Wenn ich als Kunde einmal mitbekomme ich bekomme den anruf nicht, rufe ich doch mal nach 2 tagen was nun ist!?
Vlt erreichte man mich nicht..wer geht schon bei unbekannten Nummern ran!?
Wenn nichts im System steht: nochmal aufnehmmen und diesmal einen trick machen:
Anrufen...störung aufnehmen lassen...gespräch beenden...5min später anrufen und erfragen was so alles im System steht und vorlesen lassen. Wenns alles richtig in die Wege geleitet ist, landest auch nicht im Nirvana!
Ich bin Kundin, Technikerin und hab so in ziemlichen allen bereichen gearbeitet, die man so als Techniker durchlaufen kann. Von Ansprechpartner im Shop, Hotline Backoffice, Aussentechniker, Bautrupp etc.
Eine Störung die länger als 2Wochen anhält würde ich folgendes machen: brief schreiben, frist setzen, bei nicht entstöung seitens Anbieter (der kann nix dafür wenn er den Kunde nicht erreicht/ der kunde nie zeit hat etc) und sonst ne Sonderkündigung.
Versuch dein Glück beim nächsten Anbieter oder lass es mit DSL und surf über analog Modem oder anderen Alternativen.
Nicht jedes Dorf ist gut erschlossen.
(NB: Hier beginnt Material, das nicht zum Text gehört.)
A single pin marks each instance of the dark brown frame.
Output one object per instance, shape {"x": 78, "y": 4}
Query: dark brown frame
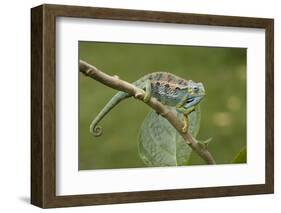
{"x": 43, "y": 105}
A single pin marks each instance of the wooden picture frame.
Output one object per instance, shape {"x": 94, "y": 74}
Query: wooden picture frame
{"x": 43, "y": 105}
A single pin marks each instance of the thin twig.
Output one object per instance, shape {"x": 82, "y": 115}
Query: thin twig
{"x": 121, "y": 85}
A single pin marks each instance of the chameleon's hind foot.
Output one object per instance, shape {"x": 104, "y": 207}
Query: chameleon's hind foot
{"x": 147, "y": 94}
{"x": 147, "y": 97}
{"x": 185, "y": 124}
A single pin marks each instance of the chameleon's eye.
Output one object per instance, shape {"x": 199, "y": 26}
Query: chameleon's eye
{"x": 195, "y": 88}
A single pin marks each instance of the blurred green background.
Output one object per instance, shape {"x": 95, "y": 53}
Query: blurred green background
{"x": 222, "y": 71}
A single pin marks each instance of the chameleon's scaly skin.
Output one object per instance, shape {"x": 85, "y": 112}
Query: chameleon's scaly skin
{"x": 167, "y": 88}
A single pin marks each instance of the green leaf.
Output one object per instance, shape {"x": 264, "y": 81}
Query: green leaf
{"x": 241, "y": 157}
{"x": 161, "y": 145}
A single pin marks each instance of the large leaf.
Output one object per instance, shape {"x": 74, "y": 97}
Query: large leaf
{"x": 161, "y": 145}
{"x": 241, "y": 157}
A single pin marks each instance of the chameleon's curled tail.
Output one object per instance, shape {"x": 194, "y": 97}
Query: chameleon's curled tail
{"x": 94, "y": 128}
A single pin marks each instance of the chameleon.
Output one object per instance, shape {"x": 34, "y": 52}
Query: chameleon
{"x": 167, "y": 88}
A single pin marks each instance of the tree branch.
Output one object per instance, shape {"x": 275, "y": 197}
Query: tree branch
{"x": 118, "y": 84}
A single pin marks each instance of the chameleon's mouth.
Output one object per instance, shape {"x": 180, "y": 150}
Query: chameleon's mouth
{"x": 189, "y": 100}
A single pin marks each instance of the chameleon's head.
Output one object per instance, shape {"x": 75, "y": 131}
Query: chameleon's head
{"x": 195, "y": 93}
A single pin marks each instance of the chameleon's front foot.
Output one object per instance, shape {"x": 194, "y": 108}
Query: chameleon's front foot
{"x": 147, "y": 97}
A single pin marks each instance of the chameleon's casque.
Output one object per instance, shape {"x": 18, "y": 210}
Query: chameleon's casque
{"x": 167, "y": 88}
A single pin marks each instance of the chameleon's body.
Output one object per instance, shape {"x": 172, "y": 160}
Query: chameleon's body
{"x": 167, "y": 88}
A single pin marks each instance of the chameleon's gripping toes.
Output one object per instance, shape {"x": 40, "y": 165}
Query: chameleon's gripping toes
{"x": 167, "y": 88}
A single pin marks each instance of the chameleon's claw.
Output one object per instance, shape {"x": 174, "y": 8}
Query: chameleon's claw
{"x": 146, "y": 97}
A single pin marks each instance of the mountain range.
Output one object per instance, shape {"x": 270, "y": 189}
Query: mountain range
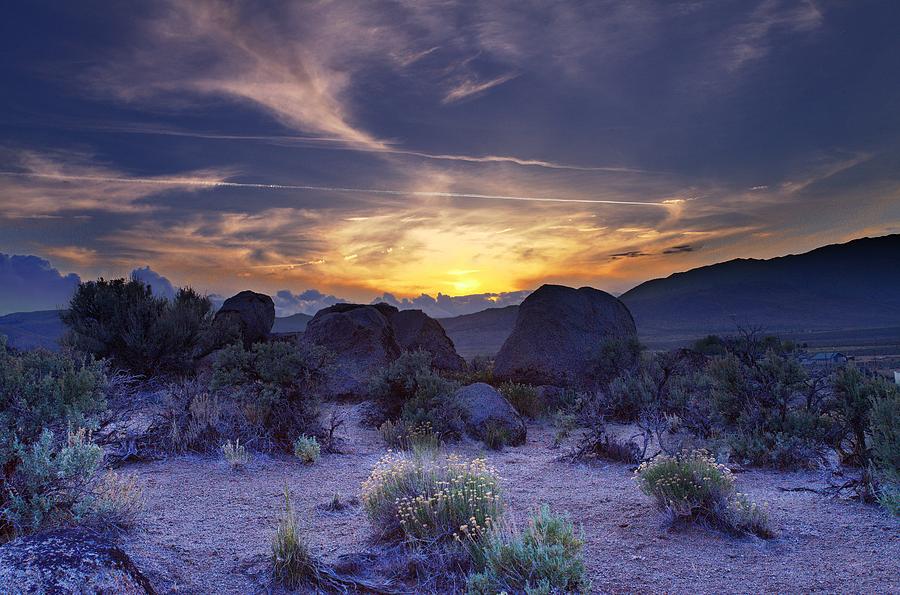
{"x": 852, "y": 287}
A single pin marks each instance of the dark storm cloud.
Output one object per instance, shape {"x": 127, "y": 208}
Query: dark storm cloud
{"x": 29, "y": 283}
{"x": 679, "y": 249}
{"x": 306, "y": 302}
{"x": 444, "y": 306}
{"x": 721, "y": 113}
{"x": 159, "y": 284}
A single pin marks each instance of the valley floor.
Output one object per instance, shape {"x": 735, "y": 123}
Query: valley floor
{"x": 207, "y": 529}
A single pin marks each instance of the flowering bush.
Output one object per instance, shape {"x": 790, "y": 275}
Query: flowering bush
{"x": 545, "y": 558}
{"x": 693, "y": 486}
{"x": 307, "y": 449}
{"x": 431, "y": 499}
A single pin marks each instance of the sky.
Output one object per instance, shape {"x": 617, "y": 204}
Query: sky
{"x": 432, "y": 153}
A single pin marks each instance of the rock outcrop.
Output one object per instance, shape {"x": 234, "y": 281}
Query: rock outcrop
{"x": 362, "y": 340}
{"x": 416, "y": 330}
{"x": 485, "y": 408}
{"x": 68, "y": 561}
{"x": 366, "y": 338}
{"x": 558, "y": 335}
{"x": 250, "y": 312}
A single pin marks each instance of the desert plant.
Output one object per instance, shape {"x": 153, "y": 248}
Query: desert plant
{"x": 123, "y": 321}
{"x": 545, "y": 558}
{"x": 236, "y": 454}
{"x": 524, "y": 398}
{"x": 495, "y": 436}
{"x": 307, "y": 449}
{"x": 885, "y": 436}
{"x": 270, "y": 393}
{"x": 426, "y": 500}
{"x": 62, "y": 484}
{"x": 292, "y": 565}
{"x": 692, "y": 486}
{"x": 40, "y": 389}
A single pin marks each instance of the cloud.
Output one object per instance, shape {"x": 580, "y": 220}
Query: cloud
{"x": 629, "y": 254}
{"x": 445, "y": 306}
{"x": 679, "y": 249}
{"x": 57, "y": 184}
{"x": 469, "y": 88}
{"x": 306, "y": 302}
{"x": 29, "y": 283}
{"x": 159, "y": 284}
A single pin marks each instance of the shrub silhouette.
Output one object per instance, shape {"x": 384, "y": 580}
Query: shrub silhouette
{"x": 123, "y": 321}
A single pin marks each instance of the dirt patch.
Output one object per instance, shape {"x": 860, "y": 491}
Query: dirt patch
{"x": 207, "y": 529}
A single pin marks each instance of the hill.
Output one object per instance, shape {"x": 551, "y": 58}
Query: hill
{"x": 30, "y": 330}
{"x": 295, "y": 323}
{"x": 481, "y": 333}
{"x": 855, "y": 285}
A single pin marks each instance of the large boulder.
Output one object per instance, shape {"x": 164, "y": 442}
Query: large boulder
{"x": 558, "y": 336}
{"x": 68, "y": 561}
{"x": 415, "y": 330}
{"x": 250, "y": 312}
{"x": 485, "y": 408}
{"x": 362, "y": 340}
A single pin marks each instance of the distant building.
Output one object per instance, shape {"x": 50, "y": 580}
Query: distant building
{"x": 824, "y": 359}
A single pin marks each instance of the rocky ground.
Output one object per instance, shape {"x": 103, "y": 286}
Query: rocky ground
{"x": 207, "y": 529}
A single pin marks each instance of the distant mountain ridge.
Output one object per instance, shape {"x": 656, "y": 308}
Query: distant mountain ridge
{"x": 839, "y": 287}
{"x": 850, "y": 286}
{"x": 855, "y": 285}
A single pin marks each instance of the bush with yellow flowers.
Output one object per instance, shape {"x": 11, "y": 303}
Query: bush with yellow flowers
{"x": 693, "y": 486}
{"x": 426, "y": 499}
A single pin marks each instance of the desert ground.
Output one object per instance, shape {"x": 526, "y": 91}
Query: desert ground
{"x": 207, "y": 529}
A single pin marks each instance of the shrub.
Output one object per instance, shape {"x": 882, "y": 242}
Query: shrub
{"x": 123, "y": 321}
{"x": 396, "y": 384}
{"x": 268, "y": 394}
{"x": 495, "y": 436}
{"x": 614, "y": 356}
{"x": 426, "y": 500}
{"x": 40, "y": 389}
{"x": 236, "y": 454}
{"x": 545, "y": 558}
{"x": 885, "y": 435}
{"x": 419, "y": 439}
{"x": 58, "y": 485}
{"x": 292, "y": 565}
{"x": 409, "y": 390}
{"x": 694, "y": 487}
{"x": 306, "y": 448}
{"x": 524, "y": 398}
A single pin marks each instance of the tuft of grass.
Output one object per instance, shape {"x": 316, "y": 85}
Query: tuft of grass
{"x": 307, "y": 449}
{"x": 424, "y": 500}
{"x": 236, "y": 454}
{"x": 692, "y": 486}
{"x": 524, "y": 398}
{"x": 292, "y": 565}
{"x": 495, "y": 437}
{"x": 545, "y": 558}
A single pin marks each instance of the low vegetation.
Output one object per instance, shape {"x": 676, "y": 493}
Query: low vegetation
{"x": 428, "y": 499}
{"x": 236, "y": 454}
{"x": 123, "y": 321}
{"x": 411, "y": 394}
{"x": 545, "y": 558}
{"x": 307, "y": 449}
{"x": 692, "y": 486}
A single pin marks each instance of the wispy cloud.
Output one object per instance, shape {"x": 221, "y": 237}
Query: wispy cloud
{"x": 470, "y": 88}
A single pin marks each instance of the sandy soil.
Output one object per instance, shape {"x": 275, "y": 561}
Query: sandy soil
{"x": 207, "y": 529}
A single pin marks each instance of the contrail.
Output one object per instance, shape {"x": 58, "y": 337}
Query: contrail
{"x": 423, "y": 193}
{"x": 325, "y": 143}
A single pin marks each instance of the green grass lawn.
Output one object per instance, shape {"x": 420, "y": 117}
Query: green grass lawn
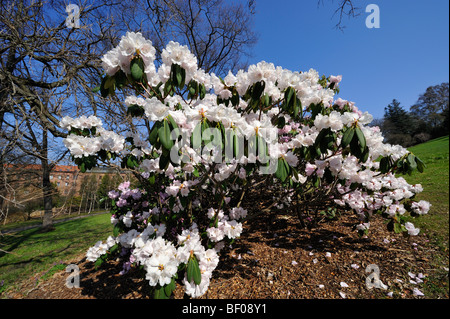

Man sollte sich nicht wundern, wenn man abgelegen wohnt und da nicht viel ankommt..dafür hat man dann frische Luft und natur.
Und wenn deine Eltern nicht anrufen wollen/ können...(man muss null ahnung haben von technik..ein Kabel erkennt ja wohl jeder...und ein Gerät vom Strom trennen dürfte auch jeder hinbekommen) brauchen sie das DSL wohl sogut wie garnicht...klingt zumindest danach.
Ja...solanger er nicht bei der Telekom selber Kunde ist, muss selbige nicht die maximale Bandbreite schalten und den nächsten HVT nehmen.
Mag sein, das zwar ein nährerer HVT vorhanden ist...aber die Telekom darf dann trotzdem die nehmen die 4km weit wegsteht.